I’ve been studying the book of Haggai and the rebuilding of the temple. It was super clear that the old temple was important and had some purpose in supporting the project of rebuilding. God kept saying “consider your ways”. We aren’t just to look at what we use to do and how we use to be and despise it, but it should be embraced. Who you once were, what you once did is going to support the purpose of you being raised up bearing much fruit for the kingdom. The old ghost of Carla has some importance to Carla Mashell’s future. She and I just have to meet on a daily basis, with grace as the mediator, and come to a clear and concise understanding. I just have to let her know that today, she ain’t running the show, thank you lil girl for reminding of who I use to be and how I can’t be that anymore. She reminds me not to forget where I came from. Just as Paul and the Holy Spirit were conversing about the buffeting that comes from the devil; the thorn in the flesh, God’s grace is sufficient.
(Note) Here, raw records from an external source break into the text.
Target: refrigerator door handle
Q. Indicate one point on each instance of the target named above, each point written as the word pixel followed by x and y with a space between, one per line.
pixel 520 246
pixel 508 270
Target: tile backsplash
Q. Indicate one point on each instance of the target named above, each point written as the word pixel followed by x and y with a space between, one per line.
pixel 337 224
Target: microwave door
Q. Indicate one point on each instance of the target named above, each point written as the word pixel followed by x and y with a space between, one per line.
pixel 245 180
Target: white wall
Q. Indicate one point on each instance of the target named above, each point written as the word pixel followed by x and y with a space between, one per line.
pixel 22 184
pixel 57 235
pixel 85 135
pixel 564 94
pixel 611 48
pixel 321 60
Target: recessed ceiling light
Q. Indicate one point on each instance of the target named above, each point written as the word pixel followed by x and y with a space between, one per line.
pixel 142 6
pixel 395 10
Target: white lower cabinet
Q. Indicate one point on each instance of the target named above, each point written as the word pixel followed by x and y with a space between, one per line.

Jesus said He didn’t come to destroy the law, but fulfill it. He meant; to bring an understanding, that our motives for whatever we do will be pure and without fear and reserve. My church consists of haters (myself), my church consists of dream killers (myself) and my church got instigators (myself). But I got to call on the mediator who can offer grace when this church goes array. As long as He is in the pulpit as the Shepherd, this church gone be alright, we gone make it. All of us in this temple called Carla Mashell, say amen.
Sisters and Brothers, the enemy doesn’t start on the outside of you. The enemy begins on the inside. All of those who you thought were fighting against you are actually in you. Let Grace be the mediator, for you first that you may extend it to others. He has forgiven you, if you’ve asked. Now forgive yourself so forgiveness can be extended. Praying for much fruit in our lives, In Jesus Name Amen.